Default zone_reclaim_mode = 1 on NUMA kernel is bad for file/email/web servers
This is a technical post. Regular FastMail users subscribed to receive email updates from the FastMail blog can just ignore this post.
So over the last couple of weeks we noticed that our new IMAP servers with 48G of RAM haven't been performing as well as expected, and there were some oddities. Namely two things stuck out:
- There was free memory. There's 20T of data on these machines. The
kernel should have used lots of memory for caching, but for some
reason, it wasn't. cache ~ 2G, buffers ~ 25G, unused ~ 5G
- The machine has an SSDs for very hot data. In total, there's about
16G of data on the SSDs. Almost all of that 16G of data should end
up being cached, so there should be little reading from the SSDs at
all. Instead we saw at peak times 2k+ blocks read/s from the SSDs.
Again a sign that caching wasn't working.
After doing some searching, we found this thread in the Linux kernel mailing list.
It appears that patch never went anywhere, and zone_reclaim_mode is still defaulting to 1 on our pretty standard file/email/web server type machine with a NUMA kernel.
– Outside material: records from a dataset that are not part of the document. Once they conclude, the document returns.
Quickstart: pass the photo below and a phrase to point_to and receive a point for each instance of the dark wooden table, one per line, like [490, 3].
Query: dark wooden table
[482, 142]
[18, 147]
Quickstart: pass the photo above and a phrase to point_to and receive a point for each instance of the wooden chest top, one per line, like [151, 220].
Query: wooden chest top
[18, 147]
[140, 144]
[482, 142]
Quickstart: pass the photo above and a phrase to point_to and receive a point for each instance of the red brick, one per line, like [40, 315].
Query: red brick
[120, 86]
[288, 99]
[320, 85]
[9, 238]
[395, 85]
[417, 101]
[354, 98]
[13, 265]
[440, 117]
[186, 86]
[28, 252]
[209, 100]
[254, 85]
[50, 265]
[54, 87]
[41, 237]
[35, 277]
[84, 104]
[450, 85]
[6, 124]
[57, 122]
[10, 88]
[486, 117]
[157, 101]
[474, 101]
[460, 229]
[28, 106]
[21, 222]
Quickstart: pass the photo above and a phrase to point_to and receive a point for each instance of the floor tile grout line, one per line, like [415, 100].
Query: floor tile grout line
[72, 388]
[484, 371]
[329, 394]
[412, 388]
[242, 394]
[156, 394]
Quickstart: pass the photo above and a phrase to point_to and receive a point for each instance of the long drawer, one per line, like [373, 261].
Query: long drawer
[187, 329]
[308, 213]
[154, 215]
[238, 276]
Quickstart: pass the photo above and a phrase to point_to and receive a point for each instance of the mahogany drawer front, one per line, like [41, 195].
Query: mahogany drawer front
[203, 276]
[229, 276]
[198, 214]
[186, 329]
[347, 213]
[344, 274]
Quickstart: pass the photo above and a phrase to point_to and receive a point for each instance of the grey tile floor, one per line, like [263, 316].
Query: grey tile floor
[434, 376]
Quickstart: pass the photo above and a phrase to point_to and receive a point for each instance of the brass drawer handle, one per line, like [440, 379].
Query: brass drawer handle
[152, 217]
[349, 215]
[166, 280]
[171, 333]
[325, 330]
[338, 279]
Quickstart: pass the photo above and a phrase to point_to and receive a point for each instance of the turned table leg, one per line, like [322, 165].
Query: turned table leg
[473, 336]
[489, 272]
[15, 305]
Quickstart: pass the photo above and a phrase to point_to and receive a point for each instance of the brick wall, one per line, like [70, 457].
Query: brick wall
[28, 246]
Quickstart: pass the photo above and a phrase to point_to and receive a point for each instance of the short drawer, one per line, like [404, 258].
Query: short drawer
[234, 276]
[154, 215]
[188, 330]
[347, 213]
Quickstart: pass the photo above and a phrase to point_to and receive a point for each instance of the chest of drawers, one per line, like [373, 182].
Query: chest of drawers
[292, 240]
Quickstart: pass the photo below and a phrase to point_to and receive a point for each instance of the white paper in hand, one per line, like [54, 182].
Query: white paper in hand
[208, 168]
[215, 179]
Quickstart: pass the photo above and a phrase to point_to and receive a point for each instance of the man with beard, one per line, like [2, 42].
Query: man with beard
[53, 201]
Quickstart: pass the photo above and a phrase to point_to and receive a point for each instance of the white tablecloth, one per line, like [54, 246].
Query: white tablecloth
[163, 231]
By changing it to 0, we saw an immediate massive change in caching behaviour. Now cache ~ 27G, buffers ~ 7G and unused ~ 0.2G, and IO reads from the SSD dropped to 100/s instead of 2000/s.
So if you’re using newer AMD/Intel processors with a NUMA kernel in a web server/file server/email server setup, you should make sure you set /proc/sys/vm/zone_reclaim_mode to 0. I’ve posted to the LKML about this, but haven’t heard anything, so I have no idea if anyone regards this default value as a bug or not.